Meta Platforms, the parent company of Facebook and Instagram, saw its revenue dip 4% year-over-year in the fourth quarter of 2022, marking the third consecutive quarter of decline. Despite ad impressions rising 23% YoY during this period, the average price per ad dropped 22%. Despite this, Facebook reported 2 billion daily active users in Q4, which CEO Mark Zuckerberg attributed to advancements in AI and the short-form Reels format.
In 2023, the focus at Meta will be efficiency as the company aims to create a leaner organization. Meta’s total expenses for 2023 are forecasted to be between $89 billion to $95 billion, which is lower than previous projections. The company’s stock performance improved in premarket trading after it announced share buybacks totaling $40 billion.
Reels, a short-form video format similar to TikTok, remains a focus area for Meta, with 40% of Meta advertisers using it across its apps. However, Reels are not yet as monetized as other areas of Meta’s business, meaning higher engagement could result in lower revenue. Zuckerberg expects Reels to be in a revenue-neutral place by the end of 2023 or early next year.
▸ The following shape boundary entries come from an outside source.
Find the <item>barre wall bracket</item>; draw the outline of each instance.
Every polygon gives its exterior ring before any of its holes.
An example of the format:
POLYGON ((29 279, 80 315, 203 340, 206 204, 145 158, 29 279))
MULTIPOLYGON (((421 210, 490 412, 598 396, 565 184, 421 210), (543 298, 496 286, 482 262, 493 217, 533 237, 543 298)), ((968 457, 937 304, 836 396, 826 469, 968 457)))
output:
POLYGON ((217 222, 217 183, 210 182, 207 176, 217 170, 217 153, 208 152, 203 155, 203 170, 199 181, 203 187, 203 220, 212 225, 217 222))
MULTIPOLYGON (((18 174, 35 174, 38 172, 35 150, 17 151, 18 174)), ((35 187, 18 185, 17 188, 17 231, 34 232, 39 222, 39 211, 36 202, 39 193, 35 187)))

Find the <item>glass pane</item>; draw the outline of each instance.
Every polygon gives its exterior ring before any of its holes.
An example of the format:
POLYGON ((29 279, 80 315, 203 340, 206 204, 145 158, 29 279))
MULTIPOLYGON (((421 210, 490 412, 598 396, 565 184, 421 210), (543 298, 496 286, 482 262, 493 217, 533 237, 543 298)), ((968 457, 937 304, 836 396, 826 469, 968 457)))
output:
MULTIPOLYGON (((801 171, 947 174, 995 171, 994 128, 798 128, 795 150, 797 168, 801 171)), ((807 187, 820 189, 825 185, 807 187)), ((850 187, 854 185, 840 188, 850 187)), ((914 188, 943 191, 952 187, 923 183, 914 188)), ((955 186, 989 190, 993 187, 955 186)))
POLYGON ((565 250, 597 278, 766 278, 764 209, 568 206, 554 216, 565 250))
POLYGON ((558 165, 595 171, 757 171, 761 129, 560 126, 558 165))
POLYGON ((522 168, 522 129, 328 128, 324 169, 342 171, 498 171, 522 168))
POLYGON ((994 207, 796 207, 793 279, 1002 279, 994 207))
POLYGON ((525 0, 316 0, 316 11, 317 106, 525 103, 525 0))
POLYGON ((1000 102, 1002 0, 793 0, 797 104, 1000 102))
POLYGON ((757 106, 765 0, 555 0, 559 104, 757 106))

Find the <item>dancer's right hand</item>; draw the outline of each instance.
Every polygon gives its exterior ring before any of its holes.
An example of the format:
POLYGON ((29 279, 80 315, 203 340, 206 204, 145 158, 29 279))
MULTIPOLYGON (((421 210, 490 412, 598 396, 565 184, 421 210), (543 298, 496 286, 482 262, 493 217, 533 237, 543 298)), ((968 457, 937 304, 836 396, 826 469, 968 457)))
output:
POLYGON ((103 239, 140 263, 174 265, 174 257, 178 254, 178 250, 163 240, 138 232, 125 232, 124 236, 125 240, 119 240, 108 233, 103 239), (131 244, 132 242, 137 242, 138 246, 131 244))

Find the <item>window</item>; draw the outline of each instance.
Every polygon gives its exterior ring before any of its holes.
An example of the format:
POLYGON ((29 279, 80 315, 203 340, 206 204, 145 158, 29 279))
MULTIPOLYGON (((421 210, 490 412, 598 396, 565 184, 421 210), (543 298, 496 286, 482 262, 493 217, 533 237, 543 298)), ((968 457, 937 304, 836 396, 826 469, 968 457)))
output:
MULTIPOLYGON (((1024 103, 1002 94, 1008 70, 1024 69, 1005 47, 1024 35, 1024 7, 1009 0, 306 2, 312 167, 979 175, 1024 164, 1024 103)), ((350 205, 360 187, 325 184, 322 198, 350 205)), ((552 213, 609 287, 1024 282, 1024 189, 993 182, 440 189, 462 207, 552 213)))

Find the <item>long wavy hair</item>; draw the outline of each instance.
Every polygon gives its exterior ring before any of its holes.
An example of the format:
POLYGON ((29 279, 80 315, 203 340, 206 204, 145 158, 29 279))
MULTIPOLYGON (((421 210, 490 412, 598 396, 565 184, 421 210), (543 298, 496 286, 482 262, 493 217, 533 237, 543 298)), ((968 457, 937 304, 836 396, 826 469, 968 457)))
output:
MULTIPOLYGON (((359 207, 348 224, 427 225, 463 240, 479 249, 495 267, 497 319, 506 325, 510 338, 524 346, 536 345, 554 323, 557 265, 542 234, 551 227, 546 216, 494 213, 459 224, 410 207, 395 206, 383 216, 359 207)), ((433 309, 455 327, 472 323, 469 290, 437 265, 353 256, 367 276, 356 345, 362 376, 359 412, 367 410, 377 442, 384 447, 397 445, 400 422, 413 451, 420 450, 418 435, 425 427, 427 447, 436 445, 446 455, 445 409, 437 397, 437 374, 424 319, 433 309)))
Meta is betting on AI to boost its ad operations and counteract the impact of changes to Apple’s iOS that make targeting and measuring mobile campaigns more challenging. In Q4, advertisers saw a 20% increase in conversions compared to the previous year, which Zuckerberg attributed to AI advancements. This, along with a lower cost per acquisition, resulted in a higher return on ad spend.
The company’s long-term ambitions are focused on the metaverse, a blend of physical and digital experiences. Reality Labs, the Meta division responsible for developing its metaverse products, recorded a $4.3 billion operating loss in Q4, raising questions from investors about the mainstream appeal of this experimental space.